My first was with Sprint's service on Sanyo 8100 which I believe is one of the first camera phone made in the US.
WarRI1 From United States of America, joined Sep 2007, 9040 posts, RR: 10
Reply 16, posted (1 year 6 months 2 weeks 6 days 5 hours ago) and read 7659 times:
I cannot remember the year, it was about 25 years ago. A Motorola bag phone, lousy spotty service then, short battery life. I worked a special deal with my Boss, he paid for the phone on the Qt. I had voice communications with him from remote unpowered new locations. We had pagers at the time, just a buzzer type. The deal worked well in case of the need to move on short notice, which happened frequently. I also remember the to do about the cost of the Governor's car phone per month way back. I believe it was about 200 dollars a month then for his state car. Rented equipment probably.
It is better to die on your feet, than live on your knees.
ajd1992 From , joined Dec 1969, posts, RR:
Reply 17, posted (1 year 6 months 2 weeks 6 days 4 hours ago) and read 7625 times:
Nokia 3310 in 2003 I believe. I was 11 years old I had just started secondary school and my dad deemed it a need after I ended up getting the wrong bus home from school, ended up being over an hour late home and he couldn't get in contact with me.

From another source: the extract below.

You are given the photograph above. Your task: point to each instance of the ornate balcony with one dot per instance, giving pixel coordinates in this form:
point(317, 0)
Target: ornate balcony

falstaff From United States of America, joined Jun 2006, 6123 posts, RR: 29
Reply 22, posted (1 year 6 months 2 weeks 5 days 12 hours ago) and read 7500 times:
My newest phone with my first phone.... 20 plus years apart!
Quoting Airstud (Reply 19): ? I watch a lot of Perry Mason reruns from the mid-1960's and you sometimes see Paul Drake talking on a mobile phone in his convertible
Those were different, they used a radio like device of some sort. The servoce manual for my 72 Cadillac had a section about the removal and instalation of the mobile phone. The car is long gone, but I still have the manual. If I was at work I would scan it and put it in this thread. A friend of mine's dad had a phone like that in his 1978 Chevy Blazer. It looked like a big desk phone. I used it a couple of times and I thought I was a big wheel, talking on the phone, while riding in a truck!
Quoting PSA53 (Reply 14): .All retailed a low reasonable price from $1500-3000
I remember going into Radio Shack stores and seeing that stuff and thinking how cool it was.
OA260 From Ireland, joined Nov 2006, 27105 posts, RR: 60
Reply 24, posted (1 year 6 months 2 weeks 5 days 11 hours ago) and read 7485 times:
I was just looking through old phone makes and here are some of the ones I have had over the years. I know quite alot but I used to change them 2-3 times a year.
IIRC this was my first one. It had a battery that pulled out of the back and then a charger it fitted into that was like a brick.
This was the offering from 3 Mobile UK when they introduce video calling. This was fun at the time being able to conference call between mobiles.
This was the Samsung H1 / Vodafone. It was a very poor attempt to get into the smartphone market coupled with disaster software insisted upon by Vodafone. There were so many issues with it that it became a joke even amongst staff.
This was one of the first in the range of MMS picture messaging phones.
This was my first phone when I moved to Ireland with a company called Eircell.